North is to upper left.
Easily visible on the photo is the winding channel of the Klamath (California's third largest river, after the Colorado and Sacramento), entering the state across the top of the image from Oregon, disgorging into the Pacific at lower left. Near the bottom of the photo, where the river can be seen to make a sharp right-hand bend, occurs its confluence with its largest tributary, the Trinity River, which comes in from lower-right, where the broad buff-colored Hoopa Valley can be readily seen. Somewhat below the center of the image can be seen a broad ‘X’ in the Klamath, where the remote and exquisite Salmon River flows in from the southeast, while another stream, Wooley Creek, enters from the northeast.
The wild and scenic forks of the Salmon are accessible only through a pair of roads (one per fork) which, though paved, are single-lane only (and I don't mean one lane in each direction) for mile after mile.
The ranges through which the Salmon's forks run are known as the Salmon Mountains.
Beyond those, extending off the far right of the image can be seen the breathtaking Trinity Alps, shining whitely with lingering snow.

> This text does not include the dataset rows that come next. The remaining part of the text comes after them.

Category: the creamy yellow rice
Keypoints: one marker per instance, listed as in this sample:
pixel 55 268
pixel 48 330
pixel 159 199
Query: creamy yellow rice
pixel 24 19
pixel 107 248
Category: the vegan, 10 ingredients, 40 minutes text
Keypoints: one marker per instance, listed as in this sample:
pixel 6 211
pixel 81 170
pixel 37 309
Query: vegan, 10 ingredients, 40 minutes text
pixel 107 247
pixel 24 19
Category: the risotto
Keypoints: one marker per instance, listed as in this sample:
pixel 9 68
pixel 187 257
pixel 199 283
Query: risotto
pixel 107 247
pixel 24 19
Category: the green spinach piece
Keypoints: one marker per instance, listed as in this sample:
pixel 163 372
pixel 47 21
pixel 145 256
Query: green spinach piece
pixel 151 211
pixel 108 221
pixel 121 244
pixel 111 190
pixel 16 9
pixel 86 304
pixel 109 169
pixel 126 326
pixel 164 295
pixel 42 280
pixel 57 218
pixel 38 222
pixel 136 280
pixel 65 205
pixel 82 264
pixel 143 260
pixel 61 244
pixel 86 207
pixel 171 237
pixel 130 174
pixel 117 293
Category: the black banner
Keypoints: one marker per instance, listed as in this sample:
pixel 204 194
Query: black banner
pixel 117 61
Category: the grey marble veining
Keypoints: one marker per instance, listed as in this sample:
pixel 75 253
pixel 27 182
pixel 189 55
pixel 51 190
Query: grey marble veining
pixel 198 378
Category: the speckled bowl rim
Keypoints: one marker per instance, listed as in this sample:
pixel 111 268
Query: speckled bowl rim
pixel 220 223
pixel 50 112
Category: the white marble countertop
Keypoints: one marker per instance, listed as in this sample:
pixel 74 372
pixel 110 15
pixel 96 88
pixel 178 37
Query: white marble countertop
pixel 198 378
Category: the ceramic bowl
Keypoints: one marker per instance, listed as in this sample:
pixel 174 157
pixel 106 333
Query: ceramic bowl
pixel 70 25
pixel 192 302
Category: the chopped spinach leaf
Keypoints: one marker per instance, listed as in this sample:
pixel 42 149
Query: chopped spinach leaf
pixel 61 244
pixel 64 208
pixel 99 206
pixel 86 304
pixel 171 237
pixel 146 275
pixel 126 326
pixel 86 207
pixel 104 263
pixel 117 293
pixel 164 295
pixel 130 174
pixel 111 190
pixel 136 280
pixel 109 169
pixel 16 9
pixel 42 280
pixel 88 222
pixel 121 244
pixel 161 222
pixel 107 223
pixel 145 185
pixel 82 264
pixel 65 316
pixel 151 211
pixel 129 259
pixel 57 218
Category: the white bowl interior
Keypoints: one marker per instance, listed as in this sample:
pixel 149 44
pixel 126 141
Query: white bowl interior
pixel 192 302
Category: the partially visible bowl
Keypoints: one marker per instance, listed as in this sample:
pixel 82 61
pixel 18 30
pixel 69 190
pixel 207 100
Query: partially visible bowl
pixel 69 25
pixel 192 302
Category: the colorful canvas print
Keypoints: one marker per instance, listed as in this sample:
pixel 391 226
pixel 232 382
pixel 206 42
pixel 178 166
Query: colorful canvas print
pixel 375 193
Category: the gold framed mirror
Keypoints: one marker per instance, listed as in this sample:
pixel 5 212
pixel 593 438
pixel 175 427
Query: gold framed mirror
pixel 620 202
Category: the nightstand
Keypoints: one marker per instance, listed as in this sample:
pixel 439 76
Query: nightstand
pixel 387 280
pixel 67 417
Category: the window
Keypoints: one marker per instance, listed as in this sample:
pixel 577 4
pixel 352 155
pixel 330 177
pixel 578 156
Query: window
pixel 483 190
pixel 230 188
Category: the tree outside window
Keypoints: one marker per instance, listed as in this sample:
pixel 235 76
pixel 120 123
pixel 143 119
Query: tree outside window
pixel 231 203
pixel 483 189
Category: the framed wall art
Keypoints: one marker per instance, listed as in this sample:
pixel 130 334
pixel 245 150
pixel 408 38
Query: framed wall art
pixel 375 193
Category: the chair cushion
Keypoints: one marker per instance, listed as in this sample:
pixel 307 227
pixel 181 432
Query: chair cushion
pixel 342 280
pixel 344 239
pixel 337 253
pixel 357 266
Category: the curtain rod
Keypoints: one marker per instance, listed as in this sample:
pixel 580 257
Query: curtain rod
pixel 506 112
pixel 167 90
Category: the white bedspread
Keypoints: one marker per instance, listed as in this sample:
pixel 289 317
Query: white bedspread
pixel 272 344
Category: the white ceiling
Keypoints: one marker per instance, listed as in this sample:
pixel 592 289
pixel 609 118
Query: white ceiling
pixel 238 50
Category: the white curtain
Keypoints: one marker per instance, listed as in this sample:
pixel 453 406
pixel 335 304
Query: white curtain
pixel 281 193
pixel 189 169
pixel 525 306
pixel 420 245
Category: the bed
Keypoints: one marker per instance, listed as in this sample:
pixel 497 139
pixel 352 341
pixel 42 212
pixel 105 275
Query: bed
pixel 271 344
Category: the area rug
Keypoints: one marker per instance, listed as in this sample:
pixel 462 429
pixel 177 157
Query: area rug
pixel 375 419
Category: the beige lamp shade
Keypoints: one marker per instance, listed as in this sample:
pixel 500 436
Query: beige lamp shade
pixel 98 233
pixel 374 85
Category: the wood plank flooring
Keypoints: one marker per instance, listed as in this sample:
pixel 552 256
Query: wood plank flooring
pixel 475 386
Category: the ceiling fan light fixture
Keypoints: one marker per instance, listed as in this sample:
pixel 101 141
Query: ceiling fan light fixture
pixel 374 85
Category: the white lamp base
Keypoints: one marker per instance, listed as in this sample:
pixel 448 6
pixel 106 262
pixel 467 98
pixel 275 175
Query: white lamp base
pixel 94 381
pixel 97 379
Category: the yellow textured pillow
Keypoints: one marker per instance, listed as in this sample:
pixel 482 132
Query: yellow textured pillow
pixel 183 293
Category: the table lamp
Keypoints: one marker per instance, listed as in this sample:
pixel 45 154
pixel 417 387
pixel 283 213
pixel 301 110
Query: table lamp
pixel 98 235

Back to the ‘X’, across the Klamath from the mouth of the Salmon, on a bluff overlooking a rapids adjoining an isolated little peak, stands the center of the world, known as Katimin, to the native Karuk. We'll have much more to say in the future about the Karuk and other peoples of the lower Klamath and Trinity rivers' remarkable civilization. On that same side (the right bank) of the river arise the rugged Siskiyou Mountains, and similar-named Wilderness, which sweep north and then, together with the river, turn east, forming a rampart barring the Oregon frontier. Across that border, along the left-top of the image, can be seen the Applegate River (a tributary of the Rogue) region of southwestern Oregon. The fourth leg of the Salmon-Klamath rivers' ‘X’ (extending directly away from the viewer looking down from the space shuttle) is Wooley Creek, flowing out of the heart of the Marble Mountains (and the Marble Mountain Wilderness) located in the geometric center of the image. Trail book author Art Bernstein describes the Marble Valley, high up in those mountains, as “point blank: the Marble Valley may be the most beautiful place I've ever been. I consider it the ultimate journey into the glacial valleys of the Klamath Mountains system.” 1
Beyond and to the east (upper right) of the Marbles in the space shuttle shot lies the buff-colored Scott Valley, an agricultural Shangri-la surrounded by towering mountains (with a few “island” mountains “floating” within the flat valley). Beyond yet more mountains, can be seen (stretching across the top mid-right of the shuttle photo) the (also tan-colored) Shasta Valley. With that we depart the geologic domain of the Klamath Mountains and enter the ultra-volcanic realm of the Cascades. The Cascade Range stretches inland from the Pacific Coast all the way from California's Mount Lassen into British Columbia, including such great peaks as Mount Hood and Mount Rainier. In the space shuttle photo above, however, at the extreme upper right can be seen the white gleam of glaciers on the mightiest “stratovolcano” of them all, 14,162-ft. (4,316 meter) Mount Shasta, largest in bulk (some 350 km3 or 84 cu.mi.) and tallest (above its base) of the huge “stratocones” of the Cascades, together with serving as northern California's highest peak.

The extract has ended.